Step two is to use this to create your funct/3
structures. Let's make a predicate to handle one funct/2
. It's going to need the element list to process and it's going to generate a list of its own.
do_normalize([E|Es], funct(F,[N|Ns]), [funct(F,E,N)|F3s]) :-
do_normalize(Es, funct(F,Ns), F3s).
do_normalize([], funct(_, []), []).
Let's try it out:
?- do_normalize([a,b,c,d,e], funct(a,[1,2,3,4,5]), X).
X = [funct(a, a, 1), funct(a, b, 2), funct(a, c, 3), funct(a, d, 4), funct(a, e, 5)].
This looks pretty good so far!
Edit And we're back.
The above function is good, but we need to use it on each of the funct/2
s that we have coming in from the file to produce all the funct/3
s. We can do that with maplist
, but we need to bridge to that from the output of the parser.
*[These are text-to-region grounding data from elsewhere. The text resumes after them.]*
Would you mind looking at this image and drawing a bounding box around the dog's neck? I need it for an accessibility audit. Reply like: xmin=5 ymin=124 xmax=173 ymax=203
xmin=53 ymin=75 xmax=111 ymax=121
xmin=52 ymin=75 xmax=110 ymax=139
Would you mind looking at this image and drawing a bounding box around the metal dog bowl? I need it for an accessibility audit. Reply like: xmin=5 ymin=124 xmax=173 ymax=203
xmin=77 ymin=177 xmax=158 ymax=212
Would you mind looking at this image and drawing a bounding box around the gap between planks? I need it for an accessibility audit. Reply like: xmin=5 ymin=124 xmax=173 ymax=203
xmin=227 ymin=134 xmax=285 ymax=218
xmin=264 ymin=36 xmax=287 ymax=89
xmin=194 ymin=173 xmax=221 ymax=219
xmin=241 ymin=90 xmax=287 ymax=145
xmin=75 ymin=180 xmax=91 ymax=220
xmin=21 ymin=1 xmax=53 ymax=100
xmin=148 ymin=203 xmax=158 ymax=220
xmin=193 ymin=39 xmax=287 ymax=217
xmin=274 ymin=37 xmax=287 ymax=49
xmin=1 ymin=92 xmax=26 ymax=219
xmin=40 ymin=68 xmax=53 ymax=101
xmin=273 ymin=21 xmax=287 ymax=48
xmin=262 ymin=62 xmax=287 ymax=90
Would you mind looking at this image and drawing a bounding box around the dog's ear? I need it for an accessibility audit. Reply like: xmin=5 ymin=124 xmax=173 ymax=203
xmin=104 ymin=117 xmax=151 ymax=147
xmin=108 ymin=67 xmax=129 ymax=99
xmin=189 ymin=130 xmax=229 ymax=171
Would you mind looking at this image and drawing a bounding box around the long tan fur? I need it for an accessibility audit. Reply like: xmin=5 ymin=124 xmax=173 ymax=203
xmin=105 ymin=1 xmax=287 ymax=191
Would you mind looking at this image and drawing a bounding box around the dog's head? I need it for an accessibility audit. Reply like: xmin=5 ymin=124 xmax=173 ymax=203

We'll also need to use append/2
to take care of the fact that they're going to come back as nested lists; we want a flattened list.
normalize(document(Elements, Funct3s), Funct2s) :-
normalize(Elements, Funct3s, NestedFunct2s),
append(NestedFunct2s, Funct2s).
normalize(Elements, Funct3s, Funct2s) :-
maplist(do_normalize(Elements), Funct3s, Funct2s).
Now let's see if it works:
?- phrase_from_file(document(D), 'file.txt'), normalize(D, Normalized).
Normalized = [funct(a, a, 1),
funct(a, b, 2),
funct(a, c, 3),
funct(a, d, 4),
funct(a, e, 5),
funct(b, a, 2),
funct(b, b, 4),
funct(b, c, 6),
funct(..., ..., ...)|...]
So we've now 2/3rds of the way there. We've successfully read the file and converted its contents into the structures we want in the database. Now we just need to put them into the database and we'll be done!
We must first tell Prolog that funct/3
is dynamic and can be modified at runtime:
:- dynamic funct/3.
We can use a forall/2
loop to run through the list and assert everything:
?- phrase_from_file(document(D), 'file.txt'),
normalize(D, Normalized),
forall(member(Fact, Normalized), assertz(Fact)).
Proof it's working:
?- funct(X, Y, Z).
X = Y, Y = a,
Z = 1 ;
X = a,
Y = b,
Z = 2 ;
X = a,
Y = c,
Z = 3 ;
X = a,
Y = d,
Z = 4 ;
X = a,
Y = e,
Z = 5
...
Now let's just package the whole works up in a single nice predicate:
load_funct(Filename) :-
phrase_from_file(document(D), Filename),
normalize(D, Functs),
forall(member(Funct, Functs), assertz(Funct)), !.
Try it:
?- load_funct('file.txt').
true.
And you're done! Came to about 23 lines.
Hope this helps, and hope you enjoy Prolog and stick with it!